Three Relationships or Comparisons:
The first comparison in the data set of the Albany Muster Rolls of the 8th Militia is if the data set can show a connect between the trades of the enlisting soldiers to the actual rank they received in the Militia. From my brief inspection of the data sets it seems plausible that soldiers who before they enlisted worked as labourers, carpenters, or maintained a blue collar type of trade became Captains, but there are outliers, where for example, a baker also became a Captain.

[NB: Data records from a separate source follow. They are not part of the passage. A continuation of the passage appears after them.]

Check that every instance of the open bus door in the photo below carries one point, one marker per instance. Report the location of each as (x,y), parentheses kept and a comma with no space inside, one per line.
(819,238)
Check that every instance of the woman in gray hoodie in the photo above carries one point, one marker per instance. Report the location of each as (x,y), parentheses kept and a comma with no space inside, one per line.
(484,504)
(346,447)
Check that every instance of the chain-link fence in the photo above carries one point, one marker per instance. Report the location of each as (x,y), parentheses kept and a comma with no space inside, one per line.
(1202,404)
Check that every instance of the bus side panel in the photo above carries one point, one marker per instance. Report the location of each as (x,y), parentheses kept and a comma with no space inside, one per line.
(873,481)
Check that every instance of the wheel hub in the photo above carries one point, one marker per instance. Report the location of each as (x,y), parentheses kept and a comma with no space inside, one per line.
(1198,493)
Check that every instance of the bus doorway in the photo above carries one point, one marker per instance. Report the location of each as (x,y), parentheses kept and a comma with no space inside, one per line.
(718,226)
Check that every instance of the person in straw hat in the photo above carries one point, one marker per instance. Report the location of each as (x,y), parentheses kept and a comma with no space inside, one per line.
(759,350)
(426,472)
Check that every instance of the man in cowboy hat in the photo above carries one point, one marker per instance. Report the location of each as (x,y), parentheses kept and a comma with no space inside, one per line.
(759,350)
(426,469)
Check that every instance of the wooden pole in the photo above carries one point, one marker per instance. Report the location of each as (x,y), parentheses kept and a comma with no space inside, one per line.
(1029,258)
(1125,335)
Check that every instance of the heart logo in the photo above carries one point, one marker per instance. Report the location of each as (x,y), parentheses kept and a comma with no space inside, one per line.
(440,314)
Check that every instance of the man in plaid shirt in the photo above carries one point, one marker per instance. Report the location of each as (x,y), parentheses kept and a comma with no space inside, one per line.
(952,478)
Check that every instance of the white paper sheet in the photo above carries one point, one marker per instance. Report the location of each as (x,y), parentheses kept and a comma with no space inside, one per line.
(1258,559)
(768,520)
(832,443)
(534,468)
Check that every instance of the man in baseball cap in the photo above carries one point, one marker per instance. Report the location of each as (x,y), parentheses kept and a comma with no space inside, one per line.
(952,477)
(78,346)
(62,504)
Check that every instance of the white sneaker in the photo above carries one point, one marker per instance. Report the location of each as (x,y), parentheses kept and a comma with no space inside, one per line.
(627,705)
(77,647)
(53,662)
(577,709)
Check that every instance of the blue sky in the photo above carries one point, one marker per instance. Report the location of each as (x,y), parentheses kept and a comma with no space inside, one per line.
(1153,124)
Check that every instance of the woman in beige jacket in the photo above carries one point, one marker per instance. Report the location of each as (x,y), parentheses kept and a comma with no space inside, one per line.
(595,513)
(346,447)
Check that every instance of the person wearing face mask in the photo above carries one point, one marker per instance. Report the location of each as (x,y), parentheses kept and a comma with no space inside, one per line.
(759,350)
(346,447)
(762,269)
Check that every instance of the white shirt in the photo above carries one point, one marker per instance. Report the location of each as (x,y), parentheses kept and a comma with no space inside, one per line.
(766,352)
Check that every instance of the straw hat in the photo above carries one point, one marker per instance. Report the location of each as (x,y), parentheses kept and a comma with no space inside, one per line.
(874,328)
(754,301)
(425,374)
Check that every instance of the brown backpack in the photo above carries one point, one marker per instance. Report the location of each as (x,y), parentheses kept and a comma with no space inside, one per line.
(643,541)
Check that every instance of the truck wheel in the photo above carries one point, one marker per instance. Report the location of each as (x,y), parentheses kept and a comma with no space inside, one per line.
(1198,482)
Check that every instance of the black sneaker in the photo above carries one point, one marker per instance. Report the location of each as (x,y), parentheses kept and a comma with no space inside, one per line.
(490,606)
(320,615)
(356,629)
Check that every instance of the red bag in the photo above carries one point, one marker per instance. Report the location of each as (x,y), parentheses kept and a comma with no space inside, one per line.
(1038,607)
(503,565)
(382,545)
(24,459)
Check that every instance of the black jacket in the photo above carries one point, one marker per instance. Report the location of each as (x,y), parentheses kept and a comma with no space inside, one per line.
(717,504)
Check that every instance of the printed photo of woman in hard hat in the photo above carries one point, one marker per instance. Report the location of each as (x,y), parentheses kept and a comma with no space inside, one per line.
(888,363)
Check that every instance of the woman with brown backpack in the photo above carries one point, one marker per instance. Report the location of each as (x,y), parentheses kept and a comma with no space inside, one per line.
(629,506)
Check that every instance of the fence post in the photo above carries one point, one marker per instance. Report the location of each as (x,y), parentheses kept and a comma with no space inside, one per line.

The second relationship in the data set of the Albany Muster Rolls of the 8th Militia is which homeland or state received the most male enlistments in Albany during the two years between 1760 through 1762. More specifically does the majority of men from certain homelands outweigh others because of migration patterns prior to 1760 through 1762.
The third relationship in the data set of the Albany Muster Rolls of the 8th Militia is whether race, ethnicity or the enlisted complexion (dark, swarthy, fair, negro, pale, ruddy, etc.) of the soldier also affected the rank he was able to achieve. I would also like to look at how the age of the enlisting soldiers to their rank in the 8th Militia.